Menghilangkan fakta bentuk Punk baru, Dermayu Ora Meneng di Indramayu yang bersama warga melawan ancaman Racun Batubara; atau di Salatiga dengan kajian anarkisme-nya mendalam lewat penerbit dan penulis gelombang baru; Palembang dengan variant pengaplikasian etika DIY dengan berbagai program dari Punk Against Rape, Melawan Asap, sampai yang terakhir mengokupasi Jln. Sudirman dengan panggung musik untuk menolak penggusuran pasar tradisional tengah kota; atau bebererapa kolektif punk di sela-sela gunk padatnya Jakarta, dari Pondok Jati, Guntur sampai Selatan Jakarta; atau kawan-kawan dibalik layar Festival Guyub Murup dan pendampingan di Kulon Progo dan Yogyakarta Raya sekitarnya; juga tak ketinggalan dari seberang Sulawesi sana di tengah titik konflik Bara Baraya; dan terpenting dan terutama geliat baru gelombang menyenangkan di Bandung dari record label, band, hiphop group, rumah-rumah & space otonom, relawan yang mendampingi warga menolak penggusuran untuk rumah deret Taman Sari dengan Festival Kampung Kota, melawan dengan menari, panggung musik, penampilan band dan pameran.
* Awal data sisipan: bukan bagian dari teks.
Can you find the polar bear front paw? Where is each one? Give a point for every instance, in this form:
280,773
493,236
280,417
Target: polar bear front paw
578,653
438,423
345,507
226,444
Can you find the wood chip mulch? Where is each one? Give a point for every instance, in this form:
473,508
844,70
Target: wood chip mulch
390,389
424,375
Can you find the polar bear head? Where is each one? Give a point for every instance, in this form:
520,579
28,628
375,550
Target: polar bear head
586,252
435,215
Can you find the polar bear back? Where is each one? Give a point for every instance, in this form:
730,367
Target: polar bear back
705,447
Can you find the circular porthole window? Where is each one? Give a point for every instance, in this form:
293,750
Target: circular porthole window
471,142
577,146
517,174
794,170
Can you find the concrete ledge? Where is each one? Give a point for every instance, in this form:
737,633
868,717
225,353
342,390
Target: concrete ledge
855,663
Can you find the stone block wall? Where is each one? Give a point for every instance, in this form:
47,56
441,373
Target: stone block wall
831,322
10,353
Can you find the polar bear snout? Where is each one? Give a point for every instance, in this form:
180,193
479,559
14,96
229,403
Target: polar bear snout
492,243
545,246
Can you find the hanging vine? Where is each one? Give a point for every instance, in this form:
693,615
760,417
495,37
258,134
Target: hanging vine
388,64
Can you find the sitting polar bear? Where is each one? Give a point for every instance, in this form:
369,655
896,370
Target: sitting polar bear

Tidak memperhitungkan itu semua tak pernah menyakiti kawan-kawan sebenarnya, karena kawan-kawan mulai memang tak memperdulikan itu semua. Tapi tentu membuat tulisan dan ide yang ditawarkan Bung Indra sangat lemah.

Perkara identitas ini memang mulai cukup ditinggalkan kebanyakan kawan-kawan, bukan saja memang tak kemana-mana,  secara pijakan awal memang lemah. Tak kemana-mana. Terlebih jika kita berbicara Punk, dengan berbagai wajah dan dinamika dari petama kemunculannya, kita juga akan berbicara definisi personal masing-masing atas itu. Benar-benar personal. Punk selalu menjadi Identitas belaka, jika dipahami demikian. Memahami darimana ini semua berasal dan berlawal tentu lain cerita, banyak kisah yang akan terkuak bagaimana banyak kawan juga akan berterima kasih pada Punk yang menyelamatkan hidup mereka.
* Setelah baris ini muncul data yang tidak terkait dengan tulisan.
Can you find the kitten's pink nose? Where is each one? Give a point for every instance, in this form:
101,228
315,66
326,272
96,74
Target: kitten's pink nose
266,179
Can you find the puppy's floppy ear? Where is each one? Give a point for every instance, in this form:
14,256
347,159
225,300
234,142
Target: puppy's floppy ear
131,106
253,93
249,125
Ini yang mungkin jadi acuan Bung Indra, ketika banyak irisan tak lagi menggunakan identitas Punk dan akhirnya tak tertangkap radar media massa arus utama, lantas memberikan Bung legitimasi tak langsung untuk mengklaim jika kelahiran baru Punk hari ini adalah bentuk kelompok Islam tertentu tadi. Saya tak menyalahkan Punk Muslim dan Islam sekali lagi. Saya menyalah penuh perspektif Bung dalam mengangkat itu.

Kesalahan berawal dari mengkomparasikan dua hal besar, menegasikan yang lainnya dan condong berpihak sebelah, berujung pada generalisir penuh, yang bukan saja lemah tapi lucu sekaligus. Untuk ujaran seserius itu, pijakannya sangat lemah, tapi apa mungkin arahnya memang lelucon? Kalau begitu kelucuan serupa memang benar-benar dibutuhkan sekarang di tengah lelucon garing berterbangan.

——

*Photo oleh Aditya Muhammad saat aksi Stand With Cinde mengokupasi Jln. Sudirman atas kampanye melawan penggusuran pasar tradisional tengah kota di Palembang.